Wenn Kollegin Petrovic kritisiert, daß die Lehrlingsprojekte wichtiger waren als die Frauenprojekte, dann glaube ich, daß sie ein Stückchen zu weit geht! Wir wissen, wie wichtig für die jungen Menschen – und darunter sind auch Frauen und Mädchen – diese Beschäftigungsmaßnahmen sind. Wir wissen, daß es sehr viele Wiedereinstiegskurse gibt, und deshalb muß man besonders auf die Qualität Wert legen. Man muß einmal checken, ob das etwas bringt, Menschen sechs Monate zu schulen, wenn es dann keine Arbeit für sie gibt. Man muß überprüfen, wie man vorgeht.

Ich glaube, daß man es sich manchmal zu leicht macht, wenn man einen Antrag stellt und sich dann über etwas lustig macht, wenn dieser Antrag nicht über die Bühne geht. Ich bitte darum, daß wir ernsthaft an diese Sache herangehen! Daß es eine Quotenregelung geben soll, ist klar, aber nur dann, wenn sie sinnvoll ist und wenn sie Qualität mit sich bringt. Zuerst beginnt man unten, und dann arbeitet man nach oben! (Beifall bei der ÖVP.)

21.54

Präsident Dr. Heinrich Neisser: Jetzt gelangt noch Herr Abgeordneter Gaugg zu Wort. Gewünschte Redezeit: 3 Minuten. – Bitte.

21.54

Abgeordneter Reinhart Gaugg (Freiheitliche): Sehr geehrter Herr Präsident! Geschätzte Da-men und Herren Abgeordnete! Die Intention des Antrags selbst wird verstanden, das Problem beginnt bei der Quote. Wovon soll diese berechnet werden? Wenn wir hören, daß beim Arbeitsmarktservice 60 Prozent der Beschäftigten Frauen sind, dann ist die Quote nach Ihren Vorstellungen bereits erfüllt. (Abg. Dr. Petrovic: Nein, nein, nein! )

Wenn es darum geht, die Hierarchien und die sogenannte Männerdominanz in den leitenden Positionen zu beurteilen, dann muß man doch etwas zurückblicken. Denn in den sechziger, siebziger und auch achtziger Jahren haben viele Frauen hinsichtlich der Frage der Ausbildung für qualifizierte Berufe den Schwerpunkt auf Familie und Kinder gelegt und waren deshalb vielfach in ihrer beruflichen Karriere gehemmt. (Neuerliche Zwischenrufe der Abg. Dr. Petrovic.)

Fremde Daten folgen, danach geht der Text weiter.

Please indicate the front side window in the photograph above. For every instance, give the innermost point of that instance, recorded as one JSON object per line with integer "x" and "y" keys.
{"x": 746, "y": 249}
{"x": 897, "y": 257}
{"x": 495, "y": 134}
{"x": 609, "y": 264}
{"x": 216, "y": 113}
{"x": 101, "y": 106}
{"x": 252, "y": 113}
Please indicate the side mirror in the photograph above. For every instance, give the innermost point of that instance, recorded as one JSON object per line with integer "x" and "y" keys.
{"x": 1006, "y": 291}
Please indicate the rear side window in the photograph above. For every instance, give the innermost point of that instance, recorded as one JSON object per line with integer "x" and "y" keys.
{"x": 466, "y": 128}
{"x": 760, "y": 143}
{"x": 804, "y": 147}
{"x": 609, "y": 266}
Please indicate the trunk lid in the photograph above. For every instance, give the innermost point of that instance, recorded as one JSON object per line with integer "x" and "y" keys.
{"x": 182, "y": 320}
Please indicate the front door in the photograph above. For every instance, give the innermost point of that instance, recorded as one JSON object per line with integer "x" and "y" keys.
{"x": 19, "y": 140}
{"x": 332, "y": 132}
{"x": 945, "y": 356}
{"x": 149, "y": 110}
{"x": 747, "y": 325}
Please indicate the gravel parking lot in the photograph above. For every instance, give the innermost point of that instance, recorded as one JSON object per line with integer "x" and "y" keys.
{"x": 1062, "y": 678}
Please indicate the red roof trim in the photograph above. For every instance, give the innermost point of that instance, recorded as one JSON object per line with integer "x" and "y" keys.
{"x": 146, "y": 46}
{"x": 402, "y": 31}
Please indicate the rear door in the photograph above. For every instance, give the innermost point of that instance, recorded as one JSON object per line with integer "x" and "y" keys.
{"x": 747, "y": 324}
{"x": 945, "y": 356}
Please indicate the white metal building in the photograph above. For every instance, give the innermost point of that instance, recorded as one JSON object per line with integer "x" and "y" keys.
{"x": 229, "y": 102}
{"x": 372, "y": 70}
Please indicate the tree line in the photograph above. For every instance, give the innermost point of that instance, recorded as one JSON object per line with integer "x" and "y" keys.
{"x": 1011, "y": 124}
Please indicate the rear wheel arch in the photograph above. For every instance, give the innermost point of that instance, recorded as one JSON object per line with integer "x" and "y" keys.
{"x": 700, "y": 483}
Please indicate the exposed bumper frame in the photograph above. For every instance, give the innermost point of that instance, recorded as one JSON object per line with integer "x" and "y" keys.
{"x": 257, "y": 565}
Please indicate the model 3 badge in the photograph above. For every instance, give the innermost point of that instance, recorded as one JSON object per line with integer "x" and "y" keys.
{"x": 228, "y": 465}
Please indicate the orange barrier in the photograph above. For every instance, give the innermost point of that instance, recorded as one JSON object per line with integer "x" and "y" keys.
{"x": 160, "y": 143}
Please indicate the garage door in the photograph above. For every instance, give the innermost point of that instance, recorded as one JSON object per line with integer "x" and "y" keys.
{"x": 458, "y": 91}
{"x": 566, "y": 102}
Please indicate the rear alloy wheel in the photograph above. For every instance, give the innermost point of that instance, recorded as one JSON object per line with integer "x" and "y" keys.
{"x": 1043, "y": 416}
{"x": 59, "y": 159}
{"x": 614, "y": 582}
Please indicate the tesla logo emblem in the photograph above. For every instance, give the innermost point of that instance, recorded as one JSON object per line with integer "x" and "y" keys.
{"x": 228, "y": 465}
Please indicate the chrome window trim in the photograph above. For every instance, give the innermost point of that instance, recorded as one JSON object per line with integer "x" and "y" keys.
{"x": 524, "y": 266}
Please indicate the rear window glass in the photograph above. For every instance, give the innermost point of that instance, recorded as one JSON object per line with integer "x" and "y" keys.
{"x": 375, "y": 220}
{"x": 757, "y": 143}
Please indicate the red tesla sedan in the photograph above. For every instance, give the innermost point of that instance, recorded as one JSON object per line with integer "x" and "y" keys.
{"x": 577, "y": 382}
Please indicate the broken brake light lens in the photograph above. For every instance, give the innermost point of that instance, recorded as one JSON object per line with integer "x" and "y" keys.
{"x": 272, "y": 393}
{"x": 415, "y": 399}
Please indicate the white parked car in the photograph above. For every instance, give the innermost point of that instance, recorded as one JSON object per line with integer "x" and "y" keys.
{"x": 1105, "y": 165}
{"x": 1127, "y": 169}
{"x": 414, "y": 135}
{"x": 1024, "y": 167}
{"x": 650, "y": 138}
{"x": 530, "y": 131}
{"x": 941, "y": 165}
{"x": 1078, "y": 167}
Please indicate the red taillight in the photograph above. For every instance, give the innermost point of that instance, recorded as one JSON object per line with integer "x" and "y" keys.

Liebe gnädige Frau Dr. Petrovic! Glauben Sie wirklich, daß es das Problem der arbeitenden Frauen in Österreich ist, ob sie Sektionschefin oder Direktorin eines Arbeitsamtes in den Ländern sind? Geht es nicht viel eher darum, daß die hohe Beschäftigungslosigkeit der Frauen im Mittelpunkt der Diskussion stehen sollte? Sie können qualifizierte Arbeit nicht durch Quoten regeln! Was machen Sie für den Fall, daß eine Funktion ausgeschrieben ist und Sie keine geeignete Frau finden? Lassen Sie die Stelle dann unbesetzt? Was wollen Sie? (Abg. Dr. Petrovic: Glauben Sie, daß die Quotenmänner qualifizierter sind?)

Dieses Hinschreiben von Quoten kann nur ein kleiner Teil im Hinblick auf Beschäftigung sein. Wesentlichere Punkte sind eine Angleichung der Einkommen zwischen Männern und Frauen. Das ist ein viel ehrlicheres Anliegen! (Beifall bei den Freiheitlichen.) Man sollte einmal dazu übergehen, jenen Punkt in Angriff zu nehmen, der seit Jahren gefordert wird und der leichter umzusetzen ist, nämlich gleiche Entlohnung für gleiche Tätigkeit. Da rührt sich im öffentlichen Dienst jedoch überhaupt nichts, und ich stimme Ihnen zu, daß gerade der öffentliche Dienst kein Vorreiter in der Frage der Führungspositionen bei Frauen ist. Das erleben wir in allen Bereichen.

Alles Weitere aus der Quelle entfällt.